It’s mind blowing to me how I continuously over complicate my life. I’ve been digging in my psyche for years trying to draw out any piece of evidence that will reveal to me the cure to being afraid of judgment. I’ve traced through my childhood with a fine tooth comb, read books, meditated and watched video’s searching for something or someone to say it differently than the others so that I could understand. The answer was so simple and I felt so silly. I am constantly being reminded that the best way to find an answer is to quit looking for it. The resolution always comes from within.

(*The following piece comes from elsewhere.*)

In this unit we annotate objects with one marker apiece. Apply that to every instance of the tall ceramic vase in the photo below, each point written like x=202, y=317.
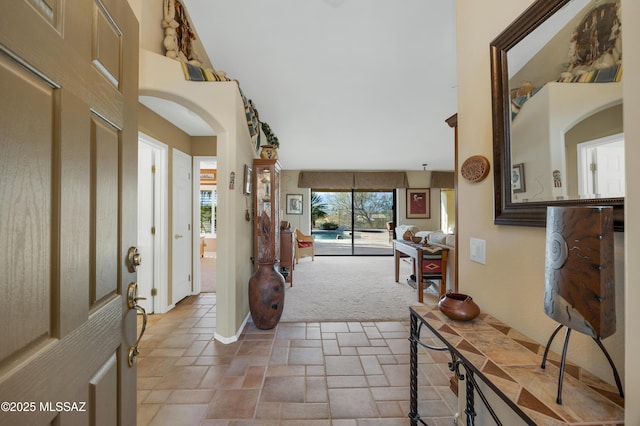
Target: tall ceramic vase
x=266, y=296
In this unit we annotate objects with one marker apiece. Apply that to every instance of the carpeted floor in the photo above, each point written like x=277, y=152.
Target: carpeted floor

Looking back, it’s amazing the opportunities I passed up because I was too scared of what people would think. Recently, while psyching myself up to do some networking I said defiantly, “What have I got to lose?”. I’ve said that to myself numerous times in an attempt to gain courage, but for some reason this time the question didn’t go away.
“What DID I have to lose?”
For the most part, besides rejection, looking overly ambitious or being told my writing is crap, I really had nothing to lose. I allowed my imagination to create liberties and go wild. I came up with many fabulous and not so fabulous opportunities that could arise only if I put my fear of judgment aside. The painful thought of perhaps missing out on those opportunities greatly outweighed any thought of a briefly bruised ego.
Is it easier for you to gain the loss or to lose the gain?
Generally, the possibility for great things is endless and any fear of loss boils down to being afraid of looking like an ass on the dance floor. Which for many, including me, may be worth the loss that’s why if sometimes the gain doesn’t outweigh the pain of humiliation, that’s okay. Because God knows I still a have ways to go before you catch me singing karaoke publicly or on stage acting in a play. As my husband says “Baby steps, my darling.”, so I will start by writing scary emails and soul bearing blog posts.